Before they moved in, they renovated the second-floor bathroom. Then, while they were living on the first two floors, they worked on the third, a dark space that contained two bedrooms and a scary-looking bathroom whose focal point was an ancient toilet. They installed five skylights to fill the floor with light, including one in the shower of the formerly cramped bathroom, which they expanded into an adjoining hall. Wayne says the skylight, which looks up into the branches of 100-year-old oak trees, gives you the sense that you’re in an outdoor shower. The room became the en-suite bathroom to the primary bedroom, a space that instantly charmed the couple with its slanting attic-style walls and trio of multi-paned windows.
While light informed virtually all of their decisions, it didn’t always dictate their choice of color.
The entryway, home to a grand piano, is painted a bright white; the walls of the adjoining living room are a light, warm gray. The dining room, though, is a whole other story. All the woodwork, including the tall wainscoting on most of the surrounding walls, is painted a deep green-gray, which also blankets the fireplace surround and mantel. “It has almost a moody restaurant feel,"

Wayne says of the room. “In the evening, against the pale wood floors, it really glows.”
The sunroom glows for another reason. It replaced a drafty, tumbledown greenhouse, becoming a four-season room whose floor-to-ceiling windows and skylit ceiling allow the light to pour in, where it reflects against the pure-white walls. In the warmer months, screens replace the window glass, making the room feel as much a part of the outdoors as the interior, down to the gray hammered-basalt floor tiles that echo the backyard’s bluestone terrace. The furniture in the space, though, is intended to maintain the link to the indoors. It includes a rugged leather sofa and a large rustic-wood coffee table made by Annie’s father, an expert woodworker in North Carolina, plus a sleekly modern set of table and chairs.
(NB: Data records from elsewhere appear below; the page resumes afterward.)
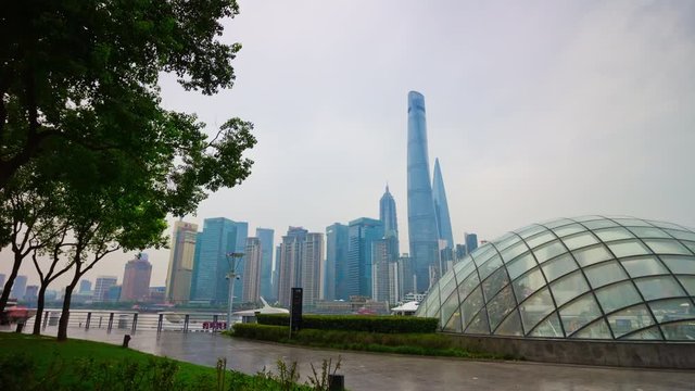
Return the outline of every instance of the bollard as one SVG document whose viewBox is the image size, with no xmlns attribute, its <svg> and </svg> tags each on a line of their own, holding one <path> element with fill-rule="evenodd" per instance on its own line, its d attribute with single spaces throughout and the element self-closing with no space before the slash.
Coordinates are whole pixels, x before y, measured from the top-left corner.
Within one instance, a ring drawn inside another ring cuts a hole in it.
<svg viewBox="0 0 695 391">
<path fill-rule="evenodd" d="M 123 348 L 128 348 L 128 342 L 130 342 L 130 335 L 123 336 Z"/>
<path fill-rule="evenodd" d="M 328 375 L 328 391 L 343 391 L 345 377 L 343 375 Z"/>
</svg>

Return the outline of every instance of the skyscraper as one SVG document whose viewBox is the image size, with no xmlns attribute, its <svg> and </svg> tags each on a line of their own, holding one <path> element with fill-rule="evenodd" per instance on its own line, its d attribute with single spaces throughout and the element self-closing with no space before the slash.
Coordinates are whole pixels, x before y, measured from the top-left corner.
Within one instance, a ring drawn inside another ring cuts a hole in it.
<svg viewBox="0 0 695 391">
<path fill-rule="evenodd" d="M 94 303 L 102 302 L 106 300 L 106 293 L 109 293 L 109 289 L 111 287 L 116 286 L 116 280 L 118 277 L 116 276 L 99 276 L 94 281 L 94 291 L 91 294 L 91 301 Z M 116 300 L 118 297 L 116 297 Z"/>
<path fill-rule="evenodd" d="M 23 300 L 24 293 L 26 293 L 26 276 L 20 275 L 14 278 L 14 283 L 12 285 L 12 290 L 10 291 L 10 298 Z"/>
<path fill-rule="evenodd" d="M 466 232 L 464 234 L 464 240 L 466 241 L 466 254 L 470 254 L 478 249 L 478 235 Z"/>
<path fill-rule="evenodd" d="M 348 297 L 371 298 L 371 247 L 383 238 L 383 225 L 374 218 L 357 218 L 350 222 L 348 235 Z"/>
<path fill-rule="evenodd" d="M 348 300 L 348 226 L 336 223 L 326 227 L 325 300 Z"/>
<path fill-rule="evenodd" d="M 306 235 L 302 248 L 300 287 L 303 288 L 302 305 L 312 307 L 317 300 L 324 299 L 324 235 L 311 232 Z"/>
<path fill-rule="evenodd" d="M 432 178 L 432 200 L 434 201 L 434 216 L 437 217 L 437 230 L 439 238 L 446 241 L 448 249 L 454 249 L 454 235 L 452 234 L 452 220 L 448 216 L 448 203 L 444 190 L 444 179 L 439 159 L 434 160 L 434 177 Z"/>
<path fill-rule="evenodd" d="M 230 270 L 229 262 L 237 260 L 228 260 L 227 254 L 237 252 L 236 242 L 235 222 L 224 217 L 206 218 L 203 222 L 203 231 L 198 235 L 195 243 L 191 301 L 210 304 L 228 302 L 229 281 L 226 276 Z M 242 263 L 238 262 L 239 265 Z"/>
<path fill-rule="evenodd" d="M 169 266 L 166 273 L 166 292 L 164 293 L 168 303 L 187 303 L 191 295 L 197 238 L 198 224 L 182 220 L 174 223 Z"/>
<path fill-rule="evenodd" d="M 255 303 L 261 295 L 261 265 L 263 258 L 263 244 L 258 238 L 248 238 L 244 249 L 244 274 L 241 276 L 243 283 L 243 303 Z"/>
<path fill-rule="evenodd" d="M 278 302 L 290 305 L 291 289 L 300 287 L 302 276 L 302 250 L 308 231 L 302 227 L 290 227 L 280 243 L 278 262 Z"/>
<path fill-rule="evenodd" d="M 152 264 L 148 254 L 140 253 L 135 260 L 128 261 L 123 274 L 121 301 L 148 301 L 150 299 L 150 278 Z"/>
<path fill-rule="evenodd" d="M 261 295 L 265 300 L 275 300 L 273 287 L 273 249 L 275 231 L 268 228 L 256 228 L 256 237 L 261 240 Z"/>
<path fill-rule="evenodd" d="M 410 256 L 415 263 L 417 291 L 424 292 L 439 279 L 439 232 L 432 200 L 425 97 L 408 93 L 408 236 Z"/>
</svg>

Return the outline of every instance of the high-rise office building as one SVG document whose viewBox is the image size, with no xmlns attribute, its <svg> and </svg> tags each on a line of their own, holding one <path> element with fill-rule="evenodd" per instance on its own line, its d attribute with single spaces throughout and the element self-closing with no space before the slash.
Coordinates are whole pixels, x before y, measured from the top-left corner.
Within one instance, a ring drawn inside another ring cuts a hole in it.
<svg viewBox="0 0 695 391">
<path fill-rule="evenodd" d="M 91 292 L 91 281 L 90 280 L 80 280 L 79 281 L 79 290 L 78 293 L 89 293 Z"/>
<path fill-rule="evenodd" d="M 273 249 L 275 231 L 268 228 L 256 228 L 256 237 L 261 240 L 261 295 L 265 300 L 275 300 L 273 287 Z"/>
<path fill-rule="evenodd" d="M 14 278 L 14 283 L 12 285 L 12 290 L 10 291 L 10 298 L 23 300 L 24 293 L 26 293 L 26 276 L 20 275 Z"/>
<path fill-rule="evenodd" d="M 172 234 L 172 251 L 166 273 L 166 291 L 164 298 L 168 303 L 187 303 L 191 295 L 191 278 L 193 275 L 193 257 L 198 224 L 178 220 L 174 223 Z"/>
<path fill-rule="evenodd" d="M 348 300 L 348 226 L 336 223 L 326 227 L 325 300 Z"/>
<path fill-rule="evenodd" d="M 140 253 L 135 260 L 126 263 L 121 286 L 119 301 L 149 301 L 152 264 L 148 254 Z"/>
<path fill-rule="evenodd" d="M 383 238 L 380 220 L 362 217 L 350 222 L 348 244 L 348 297 L 371 298 L 371 245 Z"/>
<path fill-rule="evenodd" d="M 256 303 L 261 297 L 261 266 L 263 262 L 263 244 L 258 238 L 247 238 L 243 256 L 244 273 L 241 276 L 243 294 L 241 302 Z"/>
<path fill-rule="evenodd" d="M 243 264 L 228 256 L 237 250 L 235 222 L 224 217 L 206 218 L 203 222 L 203 231 L 198 235 L 195 242 L 191 301 L 208 304 L 228 302 L 229 281 L 226 276 L 230 272 L 230 263 Z M 236 268 L 235 272 L 239 273 L 239 269 Z"/>
<path fill-rule="evenodd" d="M 302 227 L 290 227 L 280 243 L 278 262 L 278 302 L 290 306 L 292 288 L 301 285 L 302 250 L 308 231 Z"/>
<path fill-rule="evenodd" d="M 106 293 L 109 293 L 109 289 L 115 287 L 116 280 L 118 278 L 116 276 L 99 276 L 94 281 L 94 291 L 91 294 L 91 301 L 94 303 L 102 302 L 106 300 Z M 121 291 L 118 291 L 118 297 L 121 295 Z M 118 300 L 118 297 L 115 300 Z"/>
<path fill-rule="evenodd" d="M 464 240 L 466 241 L 466 254 L 470 254 L 478 249 L 478 235 L 466 232 L 464 234 Z"/>
<path fill-rule="evenodd" d="M 415 263 L 417 291 L 424 292 L 439 279 L 439 232 L 432 200 L 425 97 L 408 93 L 408 236 L 410 257 Z"/>
<path fill-rule="evenodd" d="M 446 190 L 439 159 L 434 160 L 434 177 L 432 178 L 432 200 L 434 201 L 434 216 L 437 217 L 437 230 L 439 238 L 444 240 L 445 249 L 454 249 L 454 234 L 452 232 L 452 220 L 448 216 L 448 203 L 446 202 Z"/>
<path fill-rule="evenodd" d="M 324 299 L 324 234 L 306 235 L 302 248 L 301 270 L 302 305 L 313 307 L 316 301 Z"/>
</svg>

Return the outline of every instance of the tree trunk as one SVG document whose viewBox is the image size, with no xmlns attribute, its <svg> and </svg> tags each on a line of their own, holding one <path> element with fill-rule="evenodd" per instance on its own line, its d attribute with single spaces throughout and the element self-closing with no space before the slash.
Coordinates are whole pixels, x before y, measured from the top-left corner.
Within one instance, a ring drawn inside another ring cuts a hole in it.
<svg viewBox="0 0 695 391">
<path fill-rule="evenodd" d="M 73 298 L 73 290 L 77 282 L 73 281 L 65 287 L 65 298 L 63 298 L 63 311 L 61 312 L 61 319 L 58 324 L 58 340 L 67 340 L 67 321 L 70 320 L 70 301 Z"/>
<path fill-rule="evenodd" d="M 43 307 L 46 306 L 46 289 L 48 283 L 41 285 L 39 295 L 36 301 L 36 316 L 34 317 L 34 335 L 41 335 L 41 318 L 43 317 Z"/>
<path fill-rule="evenodd" d="M 4 288 L 2 289 L 2 295 L 0 295 L 0 314 L 4 312 L 4 307 L 8 306 L 8 299 L 10 299 L 10 291 L 12 290 L 12 286 L 14 285 L 14 279 L 17 277 L 20 273 L 20 266 L 22 265 L 22 256 L 14 254 L 14 265 L 12 265 L 12 273 L 8 276 L 8 280 L 4 283 Z M 18 299 L 18 298 L 17 298 Z"/>
</svg>

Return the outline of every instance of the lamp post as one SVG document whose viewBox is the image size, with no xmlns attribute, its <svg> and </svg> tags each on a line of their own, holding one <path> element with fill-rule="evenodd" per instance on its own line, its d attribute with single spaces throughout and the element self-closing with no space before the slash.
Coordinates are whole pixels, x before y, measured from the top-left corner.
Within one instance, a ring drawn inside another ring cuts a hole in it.
<svg viewBox="0 0 695 391">
<path fill-rule="evenodd" d="M 229 307 L 227 308 L 227 330 L 231 330 L 231 306 L 235 302 L 235 281 L 240 275 L 237 274 L 237 266 L 243 257 L 244 253 L 227 253 L 227 263 L 229 263 L 229 272 L 227 273 L 227 279 L 229 280 Z"/>
</svg>

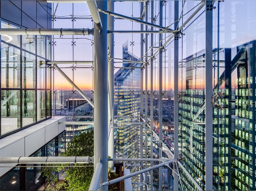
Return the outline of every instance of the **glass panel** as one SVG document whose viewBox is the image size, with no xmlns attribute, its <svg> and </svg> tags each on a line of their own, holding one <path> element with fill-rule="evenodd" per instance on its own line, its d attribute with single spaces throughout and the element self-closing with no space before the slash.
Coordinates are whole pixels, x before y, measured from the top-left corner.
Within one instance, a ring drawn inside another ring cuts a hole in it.
<svg viewBox="0 0 256 191">
<path fill-rule="evenodd" d="M 1 28 L 19 28 L 14 25 L 1 21 Z M 17 46 L 20 47 L 20 36 L 3 34 L 1 35 L 1 40 Z"/>
<path fill-rule="evenodd" d="M 52 72 L 52 67 L 49 64 L 46 65 L 46 89 L 51 89 L 51 77 Z"/>
<path fill-rule="evenodd" d="M 37 55 L 40 57 L 46 57 L 46 41 L 43 36 L 37 35 Z"/>
<path fill-rule="evenodd" d="M 1 135 L 20 128 L 20 91 L 1 91 Z"/>
<path fill-rule="evenodd" d="M 46 83 L 45 60 L 40 57 L 37 57 L 37 88 L 45 89 Z"/>
<path fill-rule="evenodd" d="M 22 48 L 35 53 L 35 35 L 22 35 Z"/>
<path fill-rule="evenodd" d="M 23 90 L 22 95 L 22 126 L 36 121 L 35 90 Z"/>
<path fill-rule="evenodd" d="M 1 49 L 1 87 L 20 87 L 20 51 L 5 43 Z"/>
<path fill-rule="evenodd" d="M 51 39 L 46 39 L 46 59 L 51 60 L 52 43 Z"/>
<path fill-rule="evenodd" d="M 23 52 L 22 61 L 23 87 L 35 89 L 36 84 L 35 56 Z"/>
<path fill-rule="evenodd" d="M 46 91 L 46 116 L 49 117 L 51 116 L 51 90 Z"/>
<path fill-rule="evenodd" d="M 46 119 L 45 90 L 37 91 L 37 121 Z"/>
</svg>

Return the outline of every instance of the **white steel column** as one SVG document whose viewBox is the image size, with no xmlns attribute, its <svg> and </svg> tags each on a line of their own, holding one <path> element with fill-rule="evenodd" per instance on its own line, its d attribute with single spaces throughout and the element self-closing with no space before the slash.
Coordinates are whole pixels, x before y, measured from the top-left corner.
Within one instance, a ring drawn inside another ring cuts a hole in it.
<svg viewBox="0 0 256 191">
<path fill-rule="evenodd" d="M 143 4 L 144 2 L 141 2 L 141 13 L 143 11 Z M 143 20 L 143 16 L 142 16 L 141 15 L 141 20 Z M 142 24 L 141 24 L 141 30 L 143 31 L 143 25 Z M 144 38 L 144 35 L 143 33 L 141 34 L 141 61 L 143 61 L 143 38 Z M 142 64 L 141 64 L 142 65 Z M 143 69 L 141 68 L 141 113 L 140 113 L 140 116 L 141 117 L 143 117 L 143 99 L 144 99 L 144 96 L 143 94 Z M 141 122 L 142 122 L 142 119 L 141 118 Z M 139 157 L 140 158 L 143 158 L 143 126 L 142 125 L 141 125 L 140 126 L 140 155 Z M 141 161 L 140 162 L 140 165 L 141 166 L 143 166 L 143 162 Z M 140 175 L 140 182 L 141 183 L 143 183 L 143 176 L 141 174 Z M 140 190 L 143 190 L 143 186 L 141 186 L 140 187 Z"/>
<path fill-rule="evenodd" d="M 145 19 L 146 19 L 146 22 L 148 22 L 148 1 L 146 1 L 145 2 L 146 3 L 146 18 L 145 18 Z M 148 25 L 146 25 L 145 26 L 145 30 L 146 31 L 148 30 Z M 147 51 L 147 50 L 148 50 L 148 34 L 146 34 L 146 35 L 145 35 L 145 51 Z M 146 62 L 146 64 L 145 65 L 145 120 L 146 121 L 146 123 L 148 123 L 148 57 L 147 57 L 147 56 L 148 56 L 148 53 L 147 53 L 146 54 L 146 57 L 145 57 L 145 62 Z M 147 129 L 147 128 L 148 128 L 148 127 L 146 127 L 145 128 L 145 158 L 148 158 L 148 130 Z M 147 168 L 148 167 L 148 163 L 147 162 L 145 162 L 145 168 Z M 148 179 L 149 179 L 149 178 L 148 177 L 148 173 L 146 173 L 146 181 L 148 181 Z"/>
<path fill-rule="evenodd" d="M 162 0 L 159 1 L 159 25 L 162 25 Z M 162 33 L 159 34 L 159 158 L 162 158 Z M 159 168 L 159 190 L 162 190 L 162 167 Z"/>
<path fill-rule="evenodd" d="M 212 32 L 213 1 L 205 5 L 205 190 L 213 188 Z"/>
<path fill-rule="evenodd" d="M 179 19 L 179 1 L 174 2 L 174 20 L 176 21 L 175 23 L 175 28 L 178 28 Z M 176 33 L 174 37 L 174 159 L 179 158 L 179 101 L 178 101 L 178 89 L 179 89 L 179 34 Z M 174 171 L 175 172 L 174 177 L 174 190 L 178 190 L 178 178 L 177 174 L 178 166 L 176 164 L 174 163 Z"/>
<path fill-rule="evenodd" d="M 113 0 L 108 1 L 108 10 L 110 11 L 114 11 L 114 2 Z M 108 15 L 108 30 L 114 30 L 114 17 Z M 114 63 L 112 58 L 114 57 L 114 34 L 108 33 L 108 44 L 110 56 L 111 57 L 111 60 L 108 59 L 108 96 L 109 97 L 108 102 L 108 123 L 111 123 L 110 133 L 108 138 L 108 156 L 111 158 L 114 158 Z M 115 172 L 114 161 L 109 161 L 109 170 L 111 172 Z"/>
<path fill-rule="evenodd" d="M 107 9 L 108 1 L 97 0 L 98 6 Z M 100 13 L 102 28 L 94 28 L 94 159 L 102 164 L 100 183 L 108 181 L 108 15 Z M 96 170 L 94 166 L 94 172 Z M 103 186 L 100 190 L 108 190 Z"/>
<path fill-rule="evenodd" d="M 154 23 L 154 0 L 151 0 L 150 3 L 151 4 L 151 23 Z M 151 27 L 151 31 L 154 30 L 153 27 Z M 152 47 L 153 46 L 153 40 L 154 40 L 154 34 L 150 34 L 150 46 Z M 153 49 L 151 49 L 151 56 L 150 57 L 150 131 L 152 132 L 154 131 L 153 127 L 153 103 L 154 103 L 154 96 L 153 96 L 153 70 L 154 70 L 154 66 L 153 66 Z M 150 140 L 153 140 L 153 135 L 152 133 L 150 133 Z M 152 141 L 150 141 L 150 158 L 153 159 L 153 144 Z M 151 162 L 151 166 L 153 166 L 153 162 Z M 150 171 L 150 189 L 151 191 L 153 190 L 153 170 Z"/>
</svg>

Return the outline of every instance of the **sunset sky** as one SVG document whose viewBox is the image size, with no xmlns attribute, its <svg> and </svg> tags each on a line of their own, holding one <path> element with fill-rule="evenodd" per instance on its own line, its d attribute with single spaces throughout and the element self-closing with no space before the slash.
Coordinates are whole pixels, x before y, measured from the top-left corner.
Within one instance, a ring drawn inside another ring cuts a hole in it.
<svg viewBox="0 0 256 191">
<path fill-rule="evenodd" d="M 192 7 L 197 5 L 201 1 L 187 1 L 186 6 L 184 7 L 184 13 L 189 12 Z M 254 7 L 256 7 L 256 1 L 249 1 L 244 2 L 237 2 L 236 1 L 225 1 L 220 4 L 220 35 L 219 42 L 220 47 L 234 48 L 236 46 L 242 45 L 245 42 L 256 39 L 256 20 L 254 18 L 249 18 L 255 11 Z M 215 4 L 217 6 L 217 3 Z M 54 4 L 53 10 L 55 10 L 56 4 Z M 164 8 L 164 17 L 166 20 L 163 25 L 168 25 L 173 22 L 173 1 L 167 1 L 166 7 Z M 182 6 L 180 6 L 181 9 Z M 72 10 L 72 5 L 69 3 L 60 3 L 55 15 L 56 21 L 53 24 L 54 28 L 89 28 L 93 27 L 93 22 L 91 19 L 74 19 L 75 21 L 72 22 L 70 15 L 74 15 L 77 17 L 90 17 L 90 12 L 86 3 L 74 4 L 74 13 Z M 115 12 L 125 15 L 128 16 L 138 17 L 140 16 L 140 5 L 139 2 L 122 2 L 115 3 Z M 155 7 L 154 14 L 157 15 L 158 7 Z M 165 11 L 166 10 L 166 11 Z M 170 10 L 169 11 L 169 10 Z M 166 11 L 166 12 L 165 12 Z M 201 13 L 202 12 L 199 13 Z M 245 13 L 247 13 L 245 14 Z M 183 18 L 185 20 L 188 18 L 189 12 L 186 14 Z M 217 47 L 218 45 L 217 35 L 217 9 L 214 10 L 213 17 L 213 46 Z M 197 15 L 195 18 L 199 15 Z M 181 36 L 179 44 L 180 63 L 181 64 L 182 58 L 184 59 L 191 55 L 203 50 L 205 44 L 205 13 L 202 14 L 193 23 L 189 23 L 187 28 L 185 27 L 183 31 L 183 35 Z M 148 17 L 149 19 L 150 17 Z M 168 19 L 168 18 L 170 18 Z M 157 22 L 156 23 L 157 24 Z M 181 21 L 180 23 L 181 25 Z M 115 19 L 115 30 L 140 30 L 140 24 L 123 19 Z M 173 25 L 170 26 L 173 28 Z M 157 44 L 159 41 L 159 34 L 154 34 L 155 42 Z M 166 37 L 168 34 L 164 35 Z M 148 45 L 150 45 L 150 36 Z M 64 36 L 62 39 L 59 36 L 55 36 L 53 39 L 56 41 L 56 45 L 53 46 L 54 54 L 53 60 L 74 60 L 74 61 L 91 61 L 93 60 L 93 36 L 76 36 L 72 39 L 72 36 Z M 167 38 L 168 39 L 168 38 Z M 128 41 L 129 51 L 138 57 L 140 56 L 140 35 L 130 33 L 115 34 L 115 58 L 121 58 L 122 45 L 123 44 Z M 132 45 L 132 42 L 134 42 Z M 173 43 L 171 43 L 165 48 L 166 51 L 163 54 L 163 89 L 169 90 L 173 89 L 174 83 L 173 80 Z M 233 54 L 234 55 L 234 54 Z M 120 61 L 120 60 L 116 60 Z M 158 89 L 158 79 L 157 74 L 159 72 L 158 66 L 158 57 L 154 61 L 154 71 L 153 88 Z M 182 63 L 184 64 L 184 63 Z M 115 64 L 115 66 L 120 66 L 121 64 Z M 156 65 L 156 67 L 155 66 Z M 71 67 L 72 65 L 60 65 L 60 67 Z M 89 66 L 88 65 L 78 65 L 77 67 Z M 183 70 L 185 67 L 183 66 Z M 72 70 L 71 68 L 62 68 L 65 73 L 73 79 L 74 83 L 82 90 L 92 90 L 93 84 L 93 70 L 91 69 L 75 68 Z M 115 69 L 115 72 L 118 70 Z M 181 71 L 180 70 L 180 71 Z M 74 73 L 73 73 L 74 72 Z M 186 76 L 183 72 L 182 76 L 181 75 L 179 78 L 180 82 L 186 80 Z M 165 77 L 165 78 L 164 78 Z M 148 79 L 148 87 L 150 87 L 150 79 Z M 179 82 L 179 83 L 180 83 Z M 176 83 L 176 82 L 175 82 Z M 184 83 L 182 83 L 184 84 Z M 200 86 L 203 86 L 203 84 Z M 145 86 L 145 84 L 144 84 Z M 180 86 L 182 88 L 182 86 Z M 72 89 L 72 86 L 60 75 L 57 71 L 54 71 L 54 89 Z"/>
</svg>

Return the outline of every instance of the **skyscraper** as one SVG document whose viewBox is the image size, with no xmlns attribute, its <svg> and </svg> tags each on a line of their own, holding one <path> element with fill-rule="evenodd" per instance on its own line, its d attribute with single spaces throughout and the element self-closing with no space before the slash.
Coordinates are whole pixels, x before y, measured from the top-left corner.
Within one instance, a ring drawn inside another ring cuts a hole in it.
<svg viewBox="0 0 256 191">
<path fill-rule="evenodd" d="M 213 64 L 214 189 L 251 190 L 255 186 L 255 41 L 252 41 L 213 51 L 213 59 L 219 54 L 222 61 L 217 63 L 214 60 Z M 204 188 L 207 143 L 205 90 L 200 85 L 205 75 L 205 54 L 192 55 L 184 64 L 186 80 L 179 103 L 180 158 L 194 179 Z M 223 68 L 219 74 L 217 64 Z M 184 187 L 195 186 L 190 183 Z"/>
</svg>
In fact, most of the furniture in the house blends the contemporary with the rustic, with antique pieces used throughout. “Because we’re in a historic house,” says Annie, “we love the idea of blending old and new.” In the dining room, for instance, an antique wooden table—
long enough to comfortably seat 10—is flanked by sleek black Wegner wishbone chairs. Given the home’s two school-age inhabitants, not to mention a large, energetic dog, comfort and ease were two major considerations in the choice of furniture. In the living room, a contemporary wood coffee table, designed by Wayne’s firm, is meant to take a beating. “It’s very slightly industrial,” Wayne says, “and the kids can hack at it and do projects and it’s not a precious thing.” Comfort rules in the second-floor library, a cozy room whose poufy gray loveseat and built in bookshelves, filled with—yes!—actual books, invite lingering. “The kids’ rooms are across the hall,” notes Wayne, “and every night we sit in there and read for a half hour.”


The one room that hasn’t yet received the star treatment is the kitchen, whose redo is probably a couple of years down the road. Or maybe not. “We literally sit down every two months and completely redesign the kitchen because we have new ideas,” Wayne says. That’s perhaps the only downside of a renovation run by two highly creative homeowners guided and inspired by day-to-day experience. But don’t they always say that life is a journey rather than a destination?